Phillips 66 completed and commissioned the pipeline known as C2G late last year. The 155-mile, 16-inch bidirectional ethane pipeline connects the company’s Clemens Caverns to ExxonMobil and SABIC’s Gulf Coast Growth Ventures, or GCGV, petrochemical facility in Gregory, Texas. Ethane is an NGL and key feedstock in the petrochemical manufacturing of ethylene, a building block for plastics.
Phillips 66 won the bid to construct the pipeline in 2018. The project also included a contract in which Phillips 66 stores and provides ethane to GCGV.
“It was a big deal to win, especially at a time when the Sweeny Hub was still growing,” said NGL Asset Operations Managing Director Drew Creel. “It proved to the market that Phillips 66 is reliable enough for Exxon and SABIC to depend on us to supply their $7 billion project.”
The line’s bidirectional capability is a valuable asset, since it allows for added flexibility in the event of operational disruptions and the optionality to add more customers.
“It essentially opened up a whole new market for us south of the Sweeny Hub,” said Creel.
The hub is a collection of assets along the U.S. Gulf Coast that includes an NGL fractionation complex at the Sweeny Refinery, underground storage caverns, the C2G pipeline and the nearby Phillips 66 Freeport LPG Export Terminal.
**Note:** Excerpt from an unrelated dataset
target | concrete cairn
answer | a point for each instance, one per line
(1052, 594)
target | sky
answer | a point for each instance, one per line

Phillips 66 is currently constructing a fourth NGL fractionator at the complex.
The completion of the C2G Pipeline marks the latest accomplishment in the company’s NGL portfolio — a growth strategy for the company since future demand looks promising.
“Global chemicals have been pretty robust, and it’s expected to be going forward, so it will pull along NGL with it,” said Phillips 66 Executive Vice President of Midstream Tim Roberts. “We have a clear vision — we think NGL can continue to be a nice growth segment for us.”